Seven people in Nevada with possible cases of COVID-19 have tested negative for the disease, state health officials said Friday following a briefing for news media. The Nevada State Public Health Lab has the capability to test for the virus.

State officials say more than 200 people in Nevada are being monitored for the virus and have been asked to self-quarantine. The virus has an incubation period of two to 14 days.

Effective protection

Pastian said the protocol for dealing with patients with infectious diseases has been in place at Boulder City Hospital for a long time and has been effective in helping protect staff and the public from ailments such as severe acute respiratory syndrome, Middle East respiratory syndrome, Ebola and H1N1.

“It starts at the front door,” she said, adding that if the person says they have been out of the country they are immediately given a mask to put on.

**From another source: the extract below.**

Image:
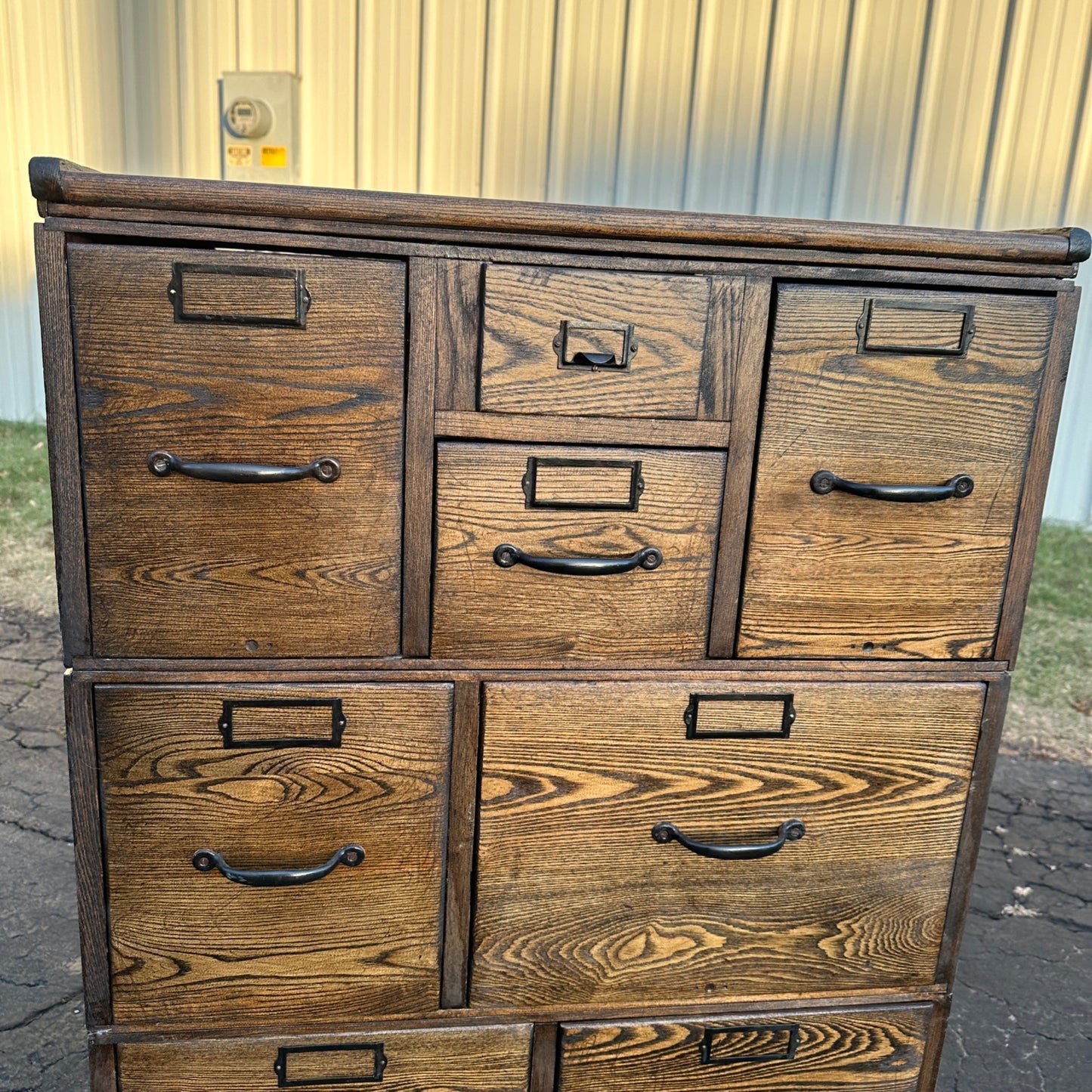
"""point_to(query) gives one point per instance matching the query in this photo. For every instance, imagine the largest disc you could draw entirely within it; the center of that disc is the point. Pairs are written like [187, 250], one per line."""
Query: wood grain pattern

She said “the staff all knows what to do” to protect themselves — and others — including putting on protective masks, gloves and gowns.

Pastian said masks are not necessary for the general public but are crucial for those who are coughing to help prevent the spread of germs.

Maher and Pastian stressed the need to save personal protective equipment for those situations where they are truly required because much of it is manufactured in China and supplies are limited because of the prevalence of coronavirus in that country.

If it becomes necessary, the hospital is an active member of the coalition that can help them declare an emergency situation while allowing them to continue to operate, Maher said. Emergency credentials would allow them to treat people outside the building to prevent others from being exposed and get emergency supplies as needed.

Lower respiratory ailment

The criteria to determine if an illness is novel coronavirus disease 2019 changes nearly daily, Pastian said. Currently, they look for a fever, cough and shortness of breath.

She said it’s a lower respiratory virus while “everything else is upper respiratory.”

The hospital has two rooms with negative airflow for those with respiratory illnesses so they can be isolated from the remainder of the facility, Maher said.

As medical professionals continue to learn more about the virus, which was first seen in December, Pastian recommends people take basic precautions: Wash your hands, stay away from those who are coughing and keep your hands away from your face.

Maher said statistics have shown that people touch their faces an average of 20 times an hour.

“Stay out of large groups. Stay home and watch TV,” she added.

These precautions will also help protect people against influenza, which has a higher fatality rate than COVID-19, Pastian said.

Pastian said based on China’s confirmed cases, the virus has a mortality rate of 3 percent, compared to the United States’ mortality rate of 7 percent from influenza and pneumonia combined.

“We’re here for you,” Maher said.

Pastian added that the hospital’s doors are open and staff will answer questions anyone has about COVID-19 and infectious control.